Connecting AI (Ollama) to control Home Assistant

Connecting AI (Ollama) to control Home Assistant
Photo by Alex Knight / Unsplash

Introduction

Hello. In the previous post, we launched the Ollama Web UI service locally. It also described how to install the home-3b-v3 model, which was specifically designed to control the Home Assistant smart home. Don't hesitate to review it.

Self hosting AI - Ollama Web UI
Today we will launch an artificial intelligence (AI) and host it on our own server located at home. Access to the AI will be through a web interface like most self-hosted services. Prerequisites We will be running everything on a local Proxmox VE server, which I’ve already set up for

Now we will integrate this model into my Home Assistant home server and check how quickly everything works. Brew some coffee and let's get started.

First, let's get acquainted with the model itself.

fixt/home-3b-v3
The “Home” model is a fine tuning of the StableLM-Zephyr-3B model. It achieves a score of 97.11% score for JSON function calling accuracy.
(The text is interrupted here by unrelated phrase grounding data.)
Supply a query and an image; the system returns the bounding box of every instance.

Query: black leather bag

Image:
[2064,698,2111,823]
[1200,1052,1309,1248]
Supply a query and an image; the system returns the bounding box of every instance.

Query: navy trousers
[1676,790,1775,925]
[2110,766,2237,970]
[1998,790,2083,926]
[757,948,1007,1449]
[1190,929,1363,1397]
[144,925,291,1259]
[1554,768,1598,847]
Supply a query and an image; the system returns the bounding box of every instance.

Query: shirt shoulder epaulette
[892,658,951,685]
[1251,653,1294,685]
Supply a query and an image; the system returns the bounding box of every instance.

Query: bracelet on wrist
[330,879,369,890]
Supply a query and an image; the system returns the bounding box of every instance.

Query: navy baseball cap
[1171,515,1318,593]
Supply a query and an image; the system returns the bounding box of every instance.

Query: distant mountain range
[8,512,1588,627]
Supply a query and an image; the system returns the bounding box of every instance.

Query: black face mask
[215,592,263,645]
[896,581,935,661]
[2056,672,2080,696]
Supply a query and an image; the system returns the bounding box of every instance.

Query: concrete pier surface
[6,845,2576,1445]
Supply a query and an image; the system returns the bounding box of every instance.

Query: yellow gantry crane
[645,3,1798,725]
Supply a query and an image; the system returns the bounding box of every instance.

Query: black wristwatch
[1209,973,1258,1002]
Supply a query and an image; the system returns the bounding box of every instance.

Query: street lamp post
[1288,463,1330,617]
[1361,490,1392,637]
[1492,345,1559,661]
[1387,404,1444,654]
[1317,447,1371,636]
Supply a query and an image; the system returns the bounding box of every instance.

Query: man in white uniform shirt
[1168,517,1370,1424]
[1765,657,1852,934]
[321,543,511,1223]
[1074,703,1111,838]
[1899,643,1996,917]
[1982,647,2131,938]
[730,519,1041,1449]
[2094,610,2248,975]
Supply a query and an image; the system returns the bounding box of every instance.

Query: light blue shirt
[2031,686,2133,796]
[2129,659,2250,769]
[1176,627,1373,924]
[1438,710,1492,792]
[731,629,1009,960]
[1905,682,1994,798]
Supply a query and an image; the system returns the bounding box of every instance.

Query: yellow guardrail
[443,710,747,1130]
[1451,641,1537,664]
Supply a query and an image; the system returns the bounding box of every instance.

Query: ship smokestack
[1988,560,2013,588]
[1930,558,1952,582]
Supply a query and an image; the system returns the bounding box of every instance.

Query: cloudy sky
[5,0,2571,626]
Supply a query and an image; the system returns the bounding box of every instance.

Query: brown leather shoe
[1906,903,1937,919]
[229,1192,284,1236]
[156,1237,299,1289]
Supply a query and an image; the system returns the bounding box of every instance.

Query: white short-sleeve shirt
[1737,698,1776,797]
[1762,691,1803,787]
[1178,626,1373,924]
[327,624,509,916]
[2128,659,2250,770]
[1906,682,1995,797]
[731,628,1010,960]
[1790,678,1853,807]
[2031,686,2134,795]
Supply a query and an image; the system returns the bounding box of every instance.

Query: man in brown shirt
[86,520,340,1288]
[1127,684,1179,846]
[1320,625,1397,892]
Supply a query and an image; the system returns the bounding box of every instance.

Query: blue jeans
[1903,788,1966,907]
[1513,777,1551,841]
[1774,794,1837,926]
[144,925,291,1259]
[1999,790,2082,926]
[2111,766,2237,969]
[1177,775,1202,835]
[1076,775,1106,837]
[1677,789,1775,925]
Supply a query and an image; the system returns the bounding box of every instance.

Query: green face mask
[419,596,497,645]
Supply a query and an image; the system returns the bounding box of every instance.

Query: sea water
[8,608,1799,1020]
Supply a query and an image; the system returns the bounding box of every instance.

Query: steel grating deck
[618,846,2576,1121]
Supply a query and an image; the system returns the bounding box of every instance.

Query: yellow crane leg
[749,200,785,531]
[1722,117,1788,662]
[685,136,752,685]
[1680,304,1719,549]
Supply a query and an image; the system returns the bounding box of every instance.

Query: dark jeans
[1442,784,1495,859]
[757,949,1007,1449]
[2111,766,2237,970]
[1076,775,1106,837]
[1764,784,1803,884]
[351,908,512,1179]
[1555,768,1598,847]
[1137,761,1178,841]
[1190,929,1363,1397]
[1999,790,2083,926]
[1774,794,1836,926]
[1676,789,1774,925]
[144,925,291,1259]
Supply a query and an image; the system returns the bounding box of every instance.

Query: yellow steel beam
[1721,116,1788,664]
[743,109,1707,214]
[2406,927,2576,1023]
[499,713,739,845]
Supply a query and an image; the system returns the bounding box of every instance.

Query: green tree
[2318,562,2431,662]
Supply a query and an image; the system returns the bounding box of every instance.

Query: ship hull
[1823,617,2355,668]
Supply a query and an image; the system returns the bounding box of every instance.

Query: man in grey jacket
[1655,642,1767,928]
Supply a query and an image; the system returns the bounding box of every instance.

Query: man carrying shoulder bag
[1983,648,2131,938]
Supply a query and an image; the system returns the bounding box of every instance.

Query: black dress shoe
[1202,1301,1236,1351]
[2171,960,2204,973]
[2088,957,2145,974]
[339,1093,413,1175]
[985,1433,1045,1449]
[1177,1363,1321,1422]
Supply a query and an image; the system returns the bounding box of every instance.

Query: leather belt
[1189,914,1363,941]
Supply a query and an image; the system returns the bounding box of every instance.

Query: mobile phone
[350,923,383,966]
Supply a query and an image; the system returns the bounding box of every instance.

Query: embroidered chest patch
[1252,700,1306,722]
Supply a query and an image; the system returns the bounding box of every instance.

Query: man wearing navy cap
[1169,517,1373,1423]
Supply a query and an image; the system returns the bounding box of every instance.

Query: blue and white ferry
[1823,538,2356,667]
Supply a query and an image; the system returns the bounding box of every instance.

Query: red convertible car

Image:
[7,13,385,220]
The description provides detailed information, and the aspects that I personally found interesting are:

  • Types of supported entities: blind, light, garage_door, media_player, fan, lock, climate, switch, vacuum, todo, input_select, timer
  • Languages: English, German, Spanish, French
    • Unfortunately for me, Ukrainian won't be available anytime soon. (that is what I thought)
  • Installing the component through the Home Assistant Community Store (HACS) - https://hacs.xyz/

From this, it is clear that it won't support the Ukrainian language, but I hope it will at least execute commands quickly in English.

Detailed information about integrating into Home Assistant is provided by Fixt in his blog: https://fixtse.com/blog/ollama-webui. I largely followed his instructions, taking into account that I have a dedicated server with Proxmox. I highly recommend watching his video.

Integration Installation

If you don't have HACS installed on your Home Assistant, install it first.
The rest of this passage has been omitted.